Member of the Idaho House of Representatives from District 18 Position B
- In office December 1, 2006 – December 1, 2018
- Preceded by: Julie Ellsworth
- Succeeded by: Brooke Green

Personal details
- Born: May 8, 1946 (age 80) Ogden, Utah
- Party: Democratic
- Education: Colorado State University
- Profession: Commercial photographer
- Website: king4idaho.com

= Phylis King =

American politician from Idaho

Phylis K. King (born May 8, 1946, in Ogden, Utah) is a Democratic Idaho State Representative since 2006 representing District 18 Seat B.

==Education==
King graduated from Grand Junction High School and earned her bachelor's degree in microbiology from Colorado State University.

==Elections==
On September 6, 2017, King announced that she will retire after the 2018 session of the Idaho Legislature. Earlier that year, she encouraged Tommy Ahlquist to run as a Democrat for governor in a public letter.

=== 2016 ===
King was unopposed for both the Democratic primary and the general election.

=== 2014 ===
Unopposed for the Democratic primary.

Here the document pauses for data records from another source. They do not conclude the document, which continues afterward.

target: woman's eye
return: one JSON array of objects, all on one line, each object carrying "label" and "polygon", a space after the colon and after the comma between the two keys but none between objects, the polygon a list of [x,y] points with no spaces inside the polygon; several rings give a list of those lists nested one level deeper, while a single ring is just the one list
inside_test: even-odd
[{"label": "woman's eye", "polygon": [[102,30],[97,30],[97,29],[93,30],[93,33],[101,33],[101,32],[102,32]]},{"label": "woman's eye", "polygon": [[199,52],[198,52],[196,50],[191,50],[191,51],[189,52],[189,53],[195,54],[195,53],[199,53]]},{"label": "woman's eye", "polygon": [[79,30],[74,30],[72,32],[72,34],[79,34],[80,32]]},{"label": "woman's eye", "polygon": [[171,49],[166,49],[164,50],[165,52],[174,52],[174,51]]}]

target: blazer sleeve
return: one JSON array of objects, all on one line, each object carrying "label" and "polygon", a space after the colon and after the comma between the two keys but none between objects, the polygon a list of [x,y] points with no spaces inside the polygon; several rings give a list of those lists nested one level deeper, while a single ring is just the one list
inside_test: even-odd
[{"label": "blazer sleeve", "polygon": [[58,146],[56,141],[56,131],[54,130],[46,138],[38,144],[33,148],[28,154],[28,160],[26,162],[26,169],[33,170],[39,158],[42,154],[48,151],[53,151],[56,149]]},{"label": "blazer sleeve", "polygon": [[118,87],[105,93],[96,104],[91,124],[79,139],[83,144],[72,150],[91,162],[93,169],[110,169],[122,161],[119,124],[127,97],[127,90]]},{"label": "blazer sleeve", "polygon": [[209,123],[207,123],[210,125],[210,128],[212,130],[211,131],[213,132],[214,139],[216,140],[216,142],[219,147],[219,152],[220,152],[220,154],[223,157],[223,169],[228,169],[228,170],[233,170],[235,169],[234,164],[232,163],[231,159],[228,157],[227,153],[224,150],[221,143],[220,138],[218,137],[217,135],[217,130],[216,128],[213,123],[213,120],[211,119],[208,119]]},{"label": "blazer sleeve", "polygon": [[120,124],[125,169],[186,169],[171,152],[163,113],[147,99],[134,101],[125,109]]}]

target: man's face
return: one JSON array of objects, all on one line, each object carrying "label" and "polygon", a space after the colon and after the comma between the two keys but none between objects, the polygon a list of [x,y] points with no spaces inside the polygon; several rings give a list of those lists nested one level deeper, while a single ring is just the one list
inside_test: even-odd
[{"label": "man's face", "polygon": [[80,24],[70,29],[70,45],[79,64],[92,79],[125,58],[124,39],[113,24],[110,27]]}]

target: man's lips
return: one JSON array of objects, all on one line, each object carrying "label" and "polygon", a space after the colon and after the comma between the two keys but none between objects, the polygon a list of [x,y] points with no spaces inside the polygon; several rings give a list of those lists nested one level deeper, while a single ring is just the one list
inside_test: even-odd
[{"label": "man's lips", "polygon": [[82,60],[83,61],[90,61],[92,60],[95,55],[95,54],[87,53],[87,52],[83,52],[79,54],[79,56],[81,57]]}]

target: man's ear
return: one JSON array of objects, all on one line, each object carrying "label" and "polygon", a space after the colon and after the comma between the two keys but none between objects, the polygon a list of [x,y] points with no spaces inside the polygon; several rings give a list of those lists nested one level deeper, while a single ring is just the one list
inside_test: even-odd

King defeated Domenico Gelsomino with 63.8% of the vote.

=== 2012 ===
Unopposed for the Democratic primary. King defeated Brad R. Bolicek with 56.2% of the vote.

=== 2010 ===
Unopposed for the Democratic primary. King won the general election with 6,886 votes (53.8%) against Trevor Grigg (R).

=== 2008 ===
Unopposed for the Democratic primary. King won the three-part general election with 9,564 votes (50.9%) against Republican nominee Becky Young and Libertarian nominee James Oyler.

=== 2006 ===
Unopposed for the Democratic primary, King won with 940 votes. King won the general election with 7,240 votes (52.53%) against Julie Ellsworth. Ellsworth later returned to the Idaho House of Representatives in the District 18 A seat, with the two serving together.

=== 2004 ===
King won the May 25, 2004, Democratic primary with 493 votes (53.82%) against Cara Walker. Turnout increased by over 4,000 but King lost to Ellsworth in the November 2, 2004, general election.

=== 2002 ===
Unopposed for the Democratic primary. King lost the general election to incumbent Republican Representative Julie Ellsworth.